Le travail de la presse n'est-il pas en train de préférer décrypter les fausses informations plutôt que traiter du réel ?

"Il faut mener de front ces deux batailles" explique Luc Bronner. "Il y a une sorte de communautarisation de l'information. On s'informe entre soi, on partage les informations que l'on a envie de croire, et on ne regarde pas le reste. Il y a une irresponsabilité des plateformes, qui considèrent que leur modèle économique ne doit pas les emmener à réguler cela." Pour le directeur de la rédaction du journal Le Monde, il ne faut pas surtout pas lâcher l'investigation. "On doit assumer notre fonction de contre-pouvoirs" (politique et économique).

Fabrice Arfi ajoute que "les réseaux sociaux sont des accélérateurs fabuleusement inquiétants, sur le complotisme, la haine, le déchaînement des passions tristes, l'émotion. Le propre du journalisme, c'est la hiérarchie de l'information. Les réseaux sociaux effacent la surprise de l’événement."

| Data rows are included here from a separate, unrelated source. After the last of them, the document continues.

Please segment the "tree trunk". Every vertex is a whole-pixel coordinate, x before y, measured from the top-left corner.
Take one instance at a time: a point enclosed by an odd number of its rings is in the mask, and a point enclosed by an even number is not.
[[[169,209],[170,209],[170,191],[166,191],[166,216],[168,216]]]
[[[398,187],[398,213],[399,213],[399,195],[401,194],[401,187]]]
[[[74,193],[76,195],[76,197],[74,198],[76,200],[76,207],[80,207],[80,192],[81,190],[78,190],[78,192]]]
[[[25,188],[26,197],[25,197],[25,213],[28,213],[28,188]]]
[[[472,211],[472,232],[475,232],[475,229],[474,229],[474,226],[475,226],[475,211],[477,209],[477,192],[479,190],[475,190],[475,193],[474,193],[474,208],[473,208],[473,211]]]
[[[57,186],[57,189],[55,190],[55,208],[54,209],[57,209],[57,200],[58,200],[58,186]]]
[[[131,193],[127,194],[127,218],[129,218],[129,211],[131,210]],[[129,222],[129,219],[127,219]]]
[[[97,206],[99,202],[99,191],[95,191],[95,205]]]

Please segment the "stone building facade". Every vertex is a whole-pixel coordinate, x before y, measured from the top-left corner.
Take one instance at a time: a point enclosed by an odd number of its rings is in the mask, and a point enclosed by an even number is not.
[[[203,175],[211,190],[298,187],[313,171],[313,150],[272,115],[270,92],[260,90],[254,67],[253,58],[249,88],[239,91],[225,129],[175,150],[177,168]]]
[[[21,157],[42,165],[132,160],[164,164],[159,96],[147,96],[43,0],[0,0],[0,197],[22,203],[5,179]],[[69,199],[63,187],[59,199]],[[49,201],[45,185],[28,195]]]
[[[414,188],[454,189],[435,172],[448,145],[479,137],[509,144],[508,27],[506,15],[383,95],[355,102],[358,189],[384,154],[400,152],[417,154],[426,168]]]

Au sommet du pouvoir, la presse est ciblée

Des États-Unis à la France, un certain nombre de leaders politiques ont appelé en 2018 à la haine des journalistes. "C'est devenu un argument politique de dire que les journalistes ne font pas leur boulot et ne reflètent pas le monde réel, déplore Élise Lucet. C'est inexcusable, car ils savent très bien qu'ils sont en train de monter les citoyens contre les médias."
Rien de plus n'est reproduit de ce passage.